Dane opublikował dziś Narodowy Bank Białorusi (NBB). Stan rezerw na początek roku, wg. metodyki MFW, wyniósł 5,03 mld dol. tj. o 11,8 proc. mniej rok do roku.

„ Mające miejsce w grudniu istotne zmniejszenie rezerw związane było ze wzrostem popytu na obce waluty ze strony ludności. Ludzie ulegli nieuzasadnionym pogłoskom o dewaluacji rubla białoruskiego. Dlatego banki, chcąc nadążyć za popytem, kupiły u banku centralnego dużo więcej walut z rezerw.

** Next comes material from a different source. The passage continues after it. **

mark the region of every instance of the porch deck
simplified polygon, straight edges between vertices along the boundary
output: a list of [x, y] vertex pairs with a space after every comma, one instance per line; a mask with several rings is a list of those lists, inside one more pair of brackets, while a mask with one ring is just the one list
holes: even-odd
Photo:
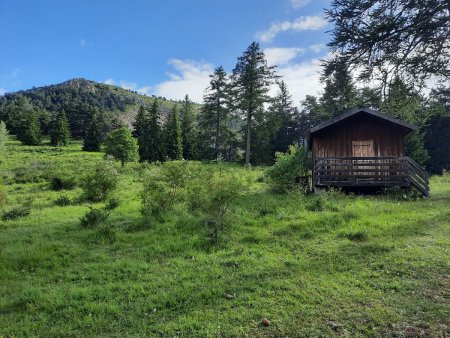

W sumie w grudniu ludność kupiła 30-40 mln dolarów, podczas gdy na początku roku - 2 mln dol.” - czytamy w wyjaśnieniu NBB.

Rząd Łukaszenki stara się jak może utrudnić obywatelom kupowanie waluty. Mogą to robić tylko w bankach, bo kantorów w kraju nie ma. W grudniu wprowadzono stały zakaz udzielania Białorusinom kredytów walutowych.

Obce pieniądze stanowią w strukturze białoruskich rezerw 46 proc.; drogocenne metale i kamienie - prawie 30 proc. a resztę papiery wartościowe.

Mińsk potrzebuje waluty do spłaty rosnącego zadłużenia zagranicznego. Ostatnie dane NBB z początku października mówią o prawie 26 mld dol. zadłużenia. Z tego prawie 10 mld stanowią długi organów państwowych.